Otras temas ambientales que marcarán la agenda de este año están relacionados con los problemas de siempre: la minería y la tala ilegal. El destino o desenlace de la ‘Operación Mercurio 2019’ contra la minería ilegal en Madre de Dios, así como la implementación de un sistema de trazabilidad de la madera que no logró concretarse en el 2019, están también en la agenda ambiental del gobierno peruano de este año.

Zona de amortiguamiento de la Reserva Nacional de Tambopata afectada por la minería ilegal. | Fuente: Ministerio del Interior (Mininter)

El mar también figura en la lista de los desafíos ambientales que debe afrontar el Perú este nuevo año, sobre todo porque está pendiente la declaración de dos nuevas áreas protegidas, así como la adopción de medidas para enfrentar la sobrepesca y la pesca ilegal en el mar peruano.

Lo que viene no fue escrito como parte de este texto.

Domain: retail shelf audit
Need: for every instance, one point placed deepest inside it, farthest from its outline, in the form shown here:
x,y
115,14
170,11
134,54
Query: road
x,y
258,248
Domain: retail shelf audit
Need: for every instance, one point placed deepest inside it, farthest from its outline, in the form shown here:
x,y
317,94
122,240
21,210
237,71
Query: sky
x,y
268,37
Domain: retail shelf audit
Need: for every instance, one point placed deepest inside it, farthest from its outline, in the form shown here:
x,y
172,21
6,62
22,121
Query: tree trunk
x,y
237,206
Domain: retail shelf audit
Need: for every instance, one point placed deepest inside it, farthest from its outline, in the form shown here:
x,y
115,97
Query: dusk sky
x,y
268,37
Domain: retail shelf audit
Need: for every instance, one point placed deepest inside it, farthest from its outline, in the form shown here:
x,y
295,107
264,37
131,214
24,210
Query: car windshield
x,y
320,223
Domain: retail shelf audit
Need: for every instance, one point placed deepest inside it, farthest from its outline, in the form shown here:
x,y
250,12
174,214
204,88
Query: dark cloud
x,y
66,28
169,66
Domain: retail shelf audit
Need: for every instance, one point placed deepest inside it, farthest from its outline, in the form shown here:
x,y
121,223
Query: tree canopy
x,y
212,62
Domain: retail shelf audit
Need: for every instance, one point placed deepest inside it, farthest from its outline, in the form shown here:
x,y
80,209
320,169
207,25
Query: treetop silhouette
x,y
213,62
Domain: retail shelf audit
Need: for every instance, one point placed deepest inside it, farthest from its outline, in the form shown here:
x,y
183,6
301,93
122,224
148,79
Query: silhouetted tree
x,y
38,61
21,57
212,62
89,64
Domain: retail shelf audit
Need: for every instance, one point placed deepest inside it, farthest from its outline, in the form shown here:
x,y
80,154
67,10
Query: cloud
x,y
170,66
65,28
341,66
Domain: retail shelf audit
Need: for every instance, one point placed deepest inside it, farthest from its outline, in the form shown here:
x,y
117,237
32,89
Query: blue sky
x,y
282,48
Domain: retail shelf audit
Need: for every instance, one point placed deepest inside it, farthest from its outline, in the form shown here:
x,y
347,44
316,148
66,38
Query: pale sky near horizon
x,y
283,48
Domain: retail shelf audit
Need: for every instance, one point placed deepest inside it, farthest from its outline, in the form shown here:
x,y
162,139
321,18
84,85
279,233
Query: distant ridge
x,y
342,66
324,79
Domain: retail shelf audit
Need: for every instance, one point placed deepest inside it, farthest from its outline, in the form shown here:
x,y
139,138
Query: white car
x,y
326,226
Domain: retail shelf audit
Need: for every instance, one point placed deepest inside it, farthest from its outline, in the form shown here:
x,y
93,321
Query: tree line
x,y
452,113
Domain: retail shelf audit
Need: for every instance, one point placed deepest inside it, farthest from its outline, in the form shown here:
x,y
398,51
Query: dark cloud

Saltando a ecosistemas de agua dulce, la polémica Hidrovía Amazónica también será una de las papas calientes que marcarán la agenda ambiental de este año. Mucho más ahora que el consorcio responsable del proyecto ha decidido dar marcha atrás con el estudio de impacto ambiental que presentó ante el organismo evaluador. Estos son algunos de los desafíos ambientales para Perú en el 2020.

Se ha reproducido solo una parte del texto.